Recently, various COT kinase assay formats were compared for the purpose of identifying an assay suitable for finding inhibitors of COT activity [36Jia Y, Quinn CM, Clabbers A, et al. Comparative analysis of various in vitro COT kinase assay formats and their applications in inhibitor identification and characterization Anal Biochem 2006; 350(2): 268-76.]. Using three direct COT assays that each had a different substrate, the authors concluded that use of the unactivated MEK1 protein as a substrate can result in the identification of compounds that inhibit COT by binding to MEK1 rather than by specifically inhibiting COT. These compounds (similar to PD98059 or U0126) were not valuable to these authors since they were seeking compounds that specifically interacted with COT. In our direct C-RAF TR-FRET assay, we employed a fluorescein-labeled-unactivated-MEK1 to assess inhibitors of C-RAF activity. Using this assay, neither U0126 nor PD98059 significantly inhibited C-RAF, while the known RAF inhibitors GW5076 and ZM336372 produced IC₅₀ values consistent with literature values. An explanation for the lack of inhibition by U0126 & PD98059 is that one of the fluoresceins that label MEK1 sterically blocks the MEK1 allosteric site that binds U0126 and PD98059. This is an advantage for researchers interested in identifying compounds that specifically inhibit MAP3K by binding to MAP3K rather than by binding to MEK. Kinase titrations for other MAP3K’s using fluorescein-unactivated-MEK1 as a substrate in the direct TR-FRET assay are shown in Fig. (5B). For researchers interested in compounds that act within the RAF-MEK-ERK pathway and possibly through allosteric binding sites such as those of MEK1 that are bound by PD-0325901 or ARRY-142886, the cascade approach is desirable. Deconvolution of the triple cascade can readily be obtained using high-throughput compatible double cascade and direct assays, as demonstrated here.

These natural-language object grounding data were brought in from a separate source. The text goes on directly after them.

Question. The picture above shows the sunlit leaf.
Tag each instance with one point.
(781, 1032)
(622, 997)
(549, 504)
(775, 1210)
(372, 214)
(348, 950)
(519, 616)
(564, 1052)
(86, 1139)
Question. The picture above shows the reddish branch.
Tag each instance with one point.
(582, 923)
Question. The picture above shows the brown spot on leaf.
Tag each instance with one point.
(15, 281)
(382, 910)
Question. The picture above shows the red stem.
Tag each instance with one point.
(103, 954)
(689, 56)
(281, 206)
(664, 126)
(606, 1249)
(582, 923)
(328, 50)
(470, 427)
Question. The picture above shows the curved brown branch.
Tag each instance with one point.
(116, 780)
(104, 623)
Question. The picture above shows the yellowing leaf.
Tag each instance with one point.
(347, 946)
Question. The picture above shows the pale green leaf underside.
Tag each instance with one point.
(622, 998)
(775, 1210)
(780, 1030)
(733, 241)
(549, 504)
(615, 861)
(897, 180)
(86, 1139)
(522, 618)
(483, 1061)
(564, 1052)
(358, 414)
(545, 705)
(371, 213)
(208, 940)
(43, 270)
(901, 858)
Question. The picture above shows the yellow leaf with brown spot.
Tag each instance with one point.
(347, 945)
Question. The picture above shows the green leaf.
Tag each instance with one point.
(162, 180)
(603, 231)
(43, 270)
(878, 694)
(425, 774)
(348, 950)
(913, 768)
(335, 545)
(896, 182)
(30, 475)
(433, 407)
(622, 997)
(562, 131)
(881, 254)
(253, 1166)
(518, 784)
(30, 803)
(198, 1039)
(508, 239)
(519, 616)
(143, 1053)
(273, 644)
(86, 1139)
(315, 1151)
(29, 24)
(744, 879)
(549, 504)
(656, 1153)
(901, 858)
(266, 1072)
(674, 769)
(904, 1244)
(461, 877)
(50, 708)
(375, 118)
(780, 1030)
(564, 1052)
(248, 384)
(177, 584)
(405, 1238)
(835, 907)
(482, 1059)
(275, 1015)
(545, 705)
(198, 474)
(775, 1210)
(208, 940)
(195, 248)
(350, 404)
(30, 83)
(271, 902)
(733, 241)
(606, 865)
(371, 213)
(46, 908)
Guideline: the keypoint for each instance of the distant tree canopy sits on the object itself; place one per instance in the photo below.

The RAF/MEK/ERK signaling pathway forms a critical link between extra-cellular stimuli and intra-cellular responses that ultimately regulate cellular proliferation, differentiation, mobility, and survival. Mutation of RAF or over-activation of RAF via aberrant upstream signaling impacts numerous stages of tumorigenesis. The series of assays we have developed target the RAF/MEK/ERK pathway and allow the identification of compounds that act in an orthosteric or allosteric manner as well as the deconvolution of the inhibitory activity. These fluorescent assays utilize a homogenous low volume high-throughput format, employ ratiometric data analysis leading to decreased well-to-well variability, can be conducted at low substrate conversion with Z’ ≥ 0.5, and require only two sequential one hour room temperature incubations. As the benefit to knowing a compound’s inhibitory potential against multiple kinases grows, the need to determine the inhibition profile expands. Since the FRET-based assay format has been successfully applied to over 230 kinases, it is well suited for compound profiling. In summary, the identification of RAF/MEK/ERK pathway inhibitors hold the potential to have clinical impact and facile methods should enable further drug discovery in this pathway, and the assays that we have described should aid in those efforts.